Put simply, it is our advanced level of reason and sciences that “are destroying large parts of the inhabitable earth and causing unimaginable suffering to many of the animals that inhabit it.” Human beings without such advanced level of reason and sciences could not accomplish such things. It is our advanced level of reason and sciences that have brought about climate change, overpopulation, and factory farming. Why doesn’t May bring this point to the forefront?
I don’t bring this up because I am anti-reason and anti-science. I am not. Not at all. But then again, I’m not forced to view everything from an atheistic perspective. So I am just bringing up an aspect of reality that May neglects, an aspect that makes his entire dilemma even more perplexing. When May notes, “It may also turn out that it is through our own actions that we human beings bring about our extinction,” I’d say that is already baked into the cake and ironically, our “own actions” have been the pursuit of advanced levels of reason and science. Thus, all the reasoning behind pondering whether or not human extinction would be a good thing just as easily applies to pondering whether or not the elimination of advanced levels of reason and science would be a good thing. Maybe that is why May doesn’t want to draw attention to the obvious connection. Better to scapegoat all of humanity than sacrifice your own profession.
This is the very question I have never once seen an atheist able to answer. In the absence of God, what is it that makes human beings objectively special? What gives us more objective worth than any other animate or inanimate object? Why put our species at the moral centre of the universe?
If extraterrestrial creatures from a distant world, with a greater command of science and reason than that of humanity, invaded Earth tomorrow and began wiping us out (as we do to rats or cockroaches), experimenting on us (as we do to rabbits or mice) or farming us as livestock (as we do to cows and sheep), on what basis could we condemn their actions as evil?
The obvious question is: if the author really thinks humanity should or ought to disappear, why doesn’t he set the example, instead of haranguing us lowly ignoramuses from the lofty heights of his enlightened view?
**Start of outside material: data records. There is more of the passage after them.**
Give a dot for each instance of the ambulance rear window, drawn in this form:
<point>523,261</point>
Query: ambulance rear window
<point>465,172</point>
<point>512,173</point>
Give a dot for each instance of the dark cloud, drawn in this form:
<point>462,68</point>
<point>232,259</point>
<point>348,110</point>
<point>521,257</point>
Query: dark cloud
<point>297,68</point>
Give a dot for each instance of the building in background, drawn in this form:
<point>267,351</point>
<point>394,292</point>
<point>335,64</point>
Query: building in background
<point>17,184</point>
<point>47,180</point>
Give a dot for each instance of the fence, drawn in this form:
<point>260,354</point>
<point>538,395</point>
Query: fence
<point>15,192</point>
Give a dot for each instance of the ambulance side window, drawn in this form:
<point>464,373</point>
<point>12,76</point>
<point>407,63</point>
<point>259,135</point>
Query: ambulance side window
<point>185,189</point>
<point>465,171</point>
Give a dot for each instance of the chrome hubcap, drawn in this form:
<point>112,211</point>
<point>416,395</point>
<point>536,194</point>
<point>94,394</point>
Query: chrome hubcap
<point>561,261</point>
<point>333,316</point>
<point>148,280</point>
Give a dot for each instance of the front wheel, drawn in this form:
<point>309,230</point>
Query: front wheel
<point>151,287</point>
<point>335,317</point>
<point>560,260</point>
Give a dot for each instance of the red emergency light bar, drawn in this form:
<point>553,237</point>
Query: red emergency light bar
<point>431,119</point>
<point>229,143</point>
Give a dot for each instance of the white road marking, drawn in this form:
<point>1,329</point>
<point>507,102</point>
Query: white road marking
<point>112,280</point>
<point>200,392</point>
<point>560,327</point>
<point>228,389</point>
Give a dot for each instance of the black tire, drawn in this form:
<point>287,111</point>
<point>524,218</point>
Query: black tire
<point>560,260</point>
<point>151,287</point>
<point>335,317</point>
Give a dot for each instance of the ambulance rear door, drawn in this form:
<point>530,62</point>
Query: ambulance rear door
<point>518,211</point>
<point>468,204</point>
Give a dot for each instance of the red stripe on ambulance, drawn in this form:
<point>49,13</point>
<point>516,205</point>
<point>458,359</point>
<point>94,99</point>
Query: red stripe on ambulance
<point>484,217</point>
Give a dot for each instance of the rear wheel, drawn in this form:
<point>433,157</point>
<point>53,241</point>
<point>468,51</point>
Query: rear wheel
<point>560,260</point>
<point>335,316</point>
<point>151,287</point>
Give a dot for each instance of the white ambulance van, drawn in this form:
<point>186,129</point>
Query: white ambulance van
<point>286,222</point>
And if he does not want to set the example, why doesn’t he shut up? I would hazard a guess that an example speaks much more loudly than mere empty, hypocritical words.
P.S.: for anyone out there dim enough that complains about the crudity of my suggestion, it is supposed to work as a reductio.
> “It may also turn out that it is through our own actions that we human beings bring about our extinction”
That idea’s not at all novel, it’s been around since nuclear weapons, it was reinvigorated by man-made climate change and even children who have been at school just a few years can tell you that and will, so it’s an old and tired cliche. PhD+? No.
As regards the ‘on the one hand cons, but on the other pros’ mentions — well, they are cursory mentions rather than considered philosophy; and the ideas are so blindingly obvious and basic, there must be many still at school who have given thought to it all. PhD+? No.
The article is disappointing: the author doesn’t seem to know his purpose for writing it * and nor do I.
( * Presumably it’s his fee as author. And I suppose the NYT appears more heavyweight if it includes articles by — gosh — professors, this one a professor of philosophy no less.)
Were I presented with this level of non-stimulus on a university course — presumably he is actually presenting such or similar to his students — I would be bored and angry very quickly.